Grant-3. Kennedy, J. TaxVis: Visualisation Tools for Integrating Large Alternative Linnaean Taxonomies (2006-2008) Funded by EPSRC £140,000

Grant-4. Kennedy, J. TDWG Core Ontology (2006) TDWG/GBIF (Betty & Gordon Moore Foundation) $65,000

Grant-5. Kennedy, J. TDWG Taxon Concept Transfer Schema (2004-2005) TDWG/GBIF $60,000

Kennedy, J. Prometheus (1998-2000) funded by BBSRC £80,000

Details of the impact

Following the ratification of the TCS as an international standard in 2005, numerous governmental and NGO agencies have benefitted from the Taxonomic Concept Schema (TCS) as developed by Kennedy. Equally, the Darwin Core (DwC) standard, which incorporates concepts from the TCS, has significant impact. The impact of the research during the assessment period is most visible in three broad communities.

1. Biodiversity Science Organisations:

The adoption of TCS and follow-on standards such as DwC, has significantly increased the global availability of biodiversity data. These standards now define best practice for a number of professional bodies, and as such have significant impact on practitioners and professional services in the field. Adoption of the technology by NGOs and other public sector organisations also impacts society, culture and creativity. This enables scientists in academic, governmental and industry to access and share biodiversity information to help understand the issues in global biodiversity, and thus influences both research and policy debates.
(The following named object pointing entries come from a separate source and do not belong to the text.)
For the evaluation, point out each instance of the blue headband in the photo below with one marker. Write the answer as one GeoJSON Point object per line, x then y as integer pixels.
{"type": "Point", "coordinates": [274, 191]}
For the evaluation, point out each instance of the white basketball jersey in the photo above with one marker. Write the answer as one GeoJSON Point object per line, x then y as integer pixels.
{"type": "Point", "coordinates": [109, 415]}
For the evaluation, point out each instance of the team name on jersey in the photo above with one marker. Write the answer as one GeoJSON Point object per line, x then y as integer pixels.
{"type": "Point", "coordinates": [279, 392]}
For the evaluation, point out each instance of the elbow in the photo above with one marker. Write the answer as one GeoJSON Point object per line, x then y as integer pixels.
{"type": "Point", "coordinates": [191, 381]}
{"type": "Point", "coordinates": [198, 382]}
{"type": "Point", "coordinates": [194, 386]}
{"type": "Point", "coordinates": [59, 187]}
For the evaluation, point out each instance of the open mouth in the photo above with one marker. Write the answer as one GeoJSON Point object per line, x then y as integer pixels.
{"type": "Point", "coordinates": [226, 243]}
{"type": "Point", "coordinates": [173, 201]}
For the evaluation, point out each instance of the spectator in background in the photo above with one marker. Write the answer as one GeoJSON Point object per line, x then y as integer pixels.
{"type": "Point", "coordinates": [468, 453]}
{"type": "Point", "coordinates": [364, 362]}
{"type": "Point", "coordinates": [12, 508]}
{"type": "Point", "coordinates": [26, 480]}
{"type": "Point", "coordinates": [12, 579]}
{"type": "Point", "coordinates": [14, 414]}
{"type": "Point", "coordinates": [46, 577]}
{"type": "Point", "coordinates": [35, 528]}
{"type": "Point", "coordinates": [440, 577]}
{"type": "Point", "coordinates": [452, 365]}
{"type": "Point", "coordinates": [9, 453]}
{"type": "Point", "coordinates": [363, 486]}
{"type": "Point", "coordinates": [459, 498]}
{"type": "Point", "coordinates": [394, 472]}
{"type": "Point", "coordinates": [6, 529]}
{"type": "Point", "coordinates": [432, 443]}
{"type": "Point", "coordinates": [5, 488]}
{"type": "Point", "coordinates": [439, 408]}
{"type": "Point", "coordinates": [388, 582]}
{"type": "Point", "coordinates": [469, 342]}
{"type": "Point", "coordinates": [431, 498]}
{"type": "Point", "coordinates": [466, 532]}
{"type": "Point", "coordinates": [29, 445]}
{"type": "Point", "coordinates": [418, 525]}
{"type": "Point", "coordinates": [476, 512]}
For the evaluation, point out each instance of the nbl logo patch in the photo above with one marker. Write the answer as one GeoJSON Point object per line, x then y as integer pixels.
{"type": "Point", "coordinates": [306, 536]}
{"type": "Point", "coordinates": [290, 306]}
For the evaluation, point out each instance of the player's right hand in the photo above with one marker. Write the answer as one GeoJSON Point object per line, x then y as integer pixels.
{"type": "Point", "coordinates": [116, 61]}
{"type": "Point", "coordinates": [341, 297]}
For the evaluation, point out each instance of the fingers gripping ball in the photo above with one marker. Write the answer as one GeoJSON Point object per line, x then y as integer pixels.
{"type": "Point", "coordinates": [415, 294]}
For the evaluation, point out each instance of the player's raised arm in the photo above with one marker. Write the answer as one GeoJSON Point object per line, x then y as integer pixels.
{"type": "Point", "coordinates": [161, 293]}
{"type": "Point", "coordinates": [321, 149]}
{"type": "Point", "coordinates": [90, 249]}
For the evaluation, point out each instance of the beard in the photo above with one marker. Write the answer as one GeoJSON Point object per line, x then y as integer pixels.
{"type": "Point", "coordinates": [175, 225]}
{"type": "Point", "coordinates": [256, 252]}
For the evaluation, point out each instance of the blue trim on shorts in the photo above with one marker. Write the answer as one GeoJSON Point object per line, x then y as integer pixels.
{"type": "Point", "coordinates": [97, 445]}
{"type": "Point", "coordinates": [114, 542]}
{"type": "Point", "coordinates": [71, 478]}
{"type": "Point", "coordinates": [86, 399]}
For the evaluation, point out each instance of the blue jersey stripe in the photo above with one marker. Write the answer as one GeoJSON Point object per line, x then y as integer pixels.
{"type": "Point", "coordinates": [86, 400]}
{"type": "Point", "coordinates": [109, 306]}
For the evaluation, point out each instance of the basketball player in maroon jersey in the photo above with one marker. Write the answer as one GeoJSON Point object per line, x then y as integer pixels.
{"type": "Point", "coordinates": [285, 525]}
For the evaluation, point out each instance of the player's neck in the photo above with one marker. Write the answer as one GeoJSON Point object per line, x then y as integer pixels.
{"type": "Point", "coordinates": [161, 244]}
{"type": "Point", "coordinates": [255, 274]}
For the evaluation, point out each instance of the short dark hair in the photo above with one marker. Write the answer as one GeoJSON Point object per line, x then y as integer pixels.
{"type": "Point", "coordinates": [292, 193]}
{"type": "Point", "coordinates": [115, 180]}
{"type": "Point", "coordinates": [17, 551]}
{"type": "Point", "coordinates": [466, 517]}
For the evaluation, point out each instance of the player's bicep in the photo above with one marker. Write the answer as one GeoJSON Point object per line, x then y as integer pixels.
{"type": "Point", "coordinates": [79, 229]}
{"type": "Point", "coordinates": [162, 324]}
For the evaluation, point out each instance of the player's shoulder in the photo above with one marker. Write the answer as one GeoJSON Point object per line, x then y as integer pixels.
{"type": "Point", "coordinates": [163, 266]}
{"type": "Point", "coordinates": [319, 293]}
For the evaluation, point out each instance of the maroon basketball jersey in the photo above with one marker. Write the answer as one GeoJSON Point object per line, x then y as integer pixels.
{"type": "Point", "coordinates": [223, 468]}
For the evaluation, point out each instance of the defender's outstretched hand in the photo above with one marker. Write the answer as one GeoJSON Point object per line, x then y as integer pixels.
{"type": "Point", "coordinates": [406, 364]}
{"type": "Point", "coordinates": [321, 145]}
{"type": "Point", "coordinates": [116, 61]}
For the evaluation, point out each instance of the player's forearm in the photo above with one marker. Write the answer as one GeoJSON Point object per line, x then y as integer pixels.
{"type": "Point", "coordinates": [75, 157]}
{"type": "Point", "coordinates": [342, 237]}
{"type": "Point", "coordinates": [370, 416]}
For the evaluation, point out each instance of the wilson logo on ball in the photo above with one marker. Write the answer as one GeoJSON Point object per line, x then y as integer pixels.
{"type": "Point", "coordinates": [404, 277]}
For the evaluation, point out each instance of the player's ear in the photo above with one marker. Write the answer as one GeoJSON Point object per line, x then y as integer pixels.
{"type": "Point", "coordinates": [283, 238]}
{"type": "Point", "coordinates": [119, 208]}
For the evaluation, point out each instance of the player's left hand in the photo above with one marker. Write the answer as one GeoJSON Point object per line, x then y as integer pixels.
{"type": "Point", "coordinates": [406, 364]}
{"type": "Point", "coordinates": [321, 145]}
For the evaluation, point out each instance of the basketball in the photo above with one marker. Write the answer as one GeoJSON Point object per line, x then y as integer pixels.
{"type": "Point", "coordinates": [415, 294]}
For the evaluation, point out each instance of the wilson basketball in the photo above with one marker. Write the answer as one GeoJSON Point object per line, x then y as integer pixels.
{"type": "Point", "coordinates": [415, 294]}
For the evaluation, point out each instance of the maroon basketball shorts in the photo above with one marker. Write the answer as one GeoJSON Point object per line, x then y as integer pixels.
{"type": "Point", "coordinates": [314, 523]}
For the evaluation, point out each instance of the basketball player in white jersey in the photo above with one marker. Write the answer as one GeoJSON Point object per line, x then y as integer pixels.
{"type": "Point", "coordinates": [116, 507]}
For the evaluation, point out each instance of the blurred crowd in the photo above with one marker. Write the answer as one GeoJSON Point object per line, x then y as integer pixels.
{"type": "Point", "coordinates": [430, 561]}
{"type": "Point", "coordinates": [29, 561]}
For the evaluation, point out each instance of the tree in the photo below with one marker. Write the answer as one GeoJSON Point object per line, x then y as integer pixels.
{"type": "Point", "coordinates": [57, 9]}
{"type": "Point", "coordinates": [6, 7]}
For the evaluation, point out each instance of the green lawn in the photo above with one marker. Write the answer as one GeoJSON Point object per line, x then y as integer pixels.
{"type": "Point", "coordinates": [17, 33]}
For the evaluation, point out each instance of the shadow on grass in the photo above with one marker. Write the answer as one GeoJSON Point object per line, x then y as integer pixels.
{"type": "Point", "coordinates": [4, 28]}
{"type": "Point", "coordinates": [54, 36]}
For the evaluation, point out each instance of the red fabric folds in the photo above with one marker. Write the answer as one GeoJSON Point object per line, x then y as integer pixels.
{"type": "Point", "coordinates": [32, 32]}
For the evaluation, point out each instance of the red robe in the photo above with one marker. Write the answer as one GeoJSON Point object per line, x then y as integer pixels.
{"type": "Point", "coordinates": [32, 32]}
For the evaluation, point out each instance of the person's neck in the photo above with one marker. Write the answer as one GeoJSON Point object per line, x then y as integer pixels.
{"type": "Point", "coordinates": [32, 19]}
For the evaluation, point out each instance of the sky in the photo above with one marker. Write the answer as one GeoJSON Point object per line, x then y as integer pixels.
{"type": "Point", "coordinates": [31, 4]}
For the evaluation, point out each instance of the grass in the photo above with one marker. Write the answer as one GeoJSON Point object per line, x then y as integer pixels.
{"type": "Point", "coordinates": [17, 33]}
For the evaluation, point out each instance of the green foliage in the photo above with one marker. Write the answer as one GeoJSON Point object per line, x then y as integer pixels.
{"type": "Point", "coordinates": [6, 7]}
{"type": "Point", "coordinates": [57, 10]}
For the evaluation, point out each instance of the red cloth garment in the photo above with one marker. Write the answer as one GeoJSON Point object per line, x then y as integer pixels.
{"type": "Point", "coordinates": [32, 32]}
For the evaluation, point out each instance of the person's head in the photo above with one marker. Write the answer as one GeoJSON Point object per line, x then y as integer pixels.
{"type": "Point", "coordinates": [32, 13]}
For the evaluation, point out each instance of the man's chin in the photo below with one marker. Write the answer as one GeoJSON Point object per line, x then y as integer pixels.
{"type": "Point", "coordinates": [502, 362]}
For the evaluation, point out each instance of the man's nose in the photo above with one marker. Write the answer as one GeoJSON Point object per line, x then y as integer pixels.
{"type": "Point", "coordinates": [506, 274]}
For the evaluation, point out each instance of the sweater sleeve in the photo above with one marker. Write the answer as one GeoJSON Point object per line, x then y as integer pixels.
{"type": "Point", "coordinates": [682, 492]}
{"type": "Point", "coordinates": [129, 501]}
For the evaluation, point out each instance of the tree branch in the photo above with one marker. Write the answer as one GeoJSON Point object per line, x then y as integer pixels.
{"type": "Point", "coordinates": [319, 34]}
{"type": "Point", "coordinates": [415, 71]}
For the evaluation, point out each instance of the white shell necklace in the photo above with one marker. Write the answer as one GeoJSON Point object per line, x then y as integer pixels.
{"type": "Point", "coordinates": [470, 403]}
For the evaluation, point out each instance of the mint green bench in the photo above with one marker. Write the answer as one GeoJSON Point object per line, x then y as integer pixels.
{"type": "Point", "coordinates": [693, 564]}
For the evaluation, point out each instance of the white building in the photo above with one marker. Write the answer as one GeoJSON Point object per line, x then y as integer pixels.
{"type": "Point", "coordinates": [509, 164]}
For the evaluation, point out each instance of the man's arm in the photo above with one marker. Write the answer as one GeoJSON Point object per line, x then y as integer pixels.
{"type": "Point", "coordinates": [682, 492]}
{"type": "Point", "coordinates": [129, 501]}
Example biodiversity organisations include:

  • In 2009 the Global Biodiversity Information Facility (GBIF), established by governments to encourage open access to biodiversity data, supported TCS in its Integrated Publishing Toolkit. This encouraged the uptake of TCS around the world [Evidence-1]. DwC-A, informed by TCS, became the preferred format for publishing data to the GBIF network in 2012 and has been used to mobilise the vast majority of specimen occurrence and observational records within the GBIF network [Evidence-2]. GBIF currently has 416,242,316 indexed records, 10,140 datasets, 562 publishers, 53 countries signed up, GBIF mediated data used/cited in over 8000 papers.
  • In 2012, the Royal Botanic Gardens Kew [Evidence-3] adopted TCS as its internal transfer format. The attraction of TCS to Kew is that it supports the separation of nomenclature and taxonomy, as advocated by Kew's Science and Horticulture Systems (SHS) Project. SHS is one of the component projects of Kew's IT and DM Strategy Programme, the mission of which is to modernise, integrate and streamline all the information systems that address science and horticulture information systems, as well as manage several millions of records of data, across all aspects of Kew's activity. The International Plant Names Index (IPNI) at Kew, a collaboration between The Royal Botanical Gardens Kew, Harvard University and the Australian National Herbarium, uses TCS. Its impact globally is clear: TCS serves information on 1,624,845 name citations, 43,011 authors and over 17,066 publications.
  • ZooBank, which is the official registry of Zoological Nomenclature, adopted the use of taxon-name-usage in 2009. This is an example of species concepts based on TCS [Evidence-4]. As with GBIF and INPI, this system has enormous influence on biodiversity research. It contains details on 106,918 Nomenclatural Acts, 41,880 Publications and 22,150 Authors.
  • The Catalogue of Life is the most comprehensive and authoritative global index of species currently available. It consists of a single integrated species checklist and taxonomic hierarchy. The TCS was adopted for the Catalogue of Life in order to express information about concepts and their relationships through their life science identifiers in 2008. The Catalogue now holds essential information on the names, relationships and distributions of over 1.4 million species. [Evidence-5]

2. General Public

The use of TCS has also impacted society by stimulating public interest and discourse in science. For example, the Encyclopedia of Life (EOL) gathers, generates, and shares knowledge in an open, freely accessible and trusted digital resource in order to achieve a vision of global access to knowledge about life on earth. The EOL harvests content prepared according to the GBIF Darwin Core Archive (DwC-A) [Evidence-6], the format derived in part from TCS [Evidence-7]. This resource currently has 1,364,055 pages, 69,552 members, 5,825 collections and 203 communities.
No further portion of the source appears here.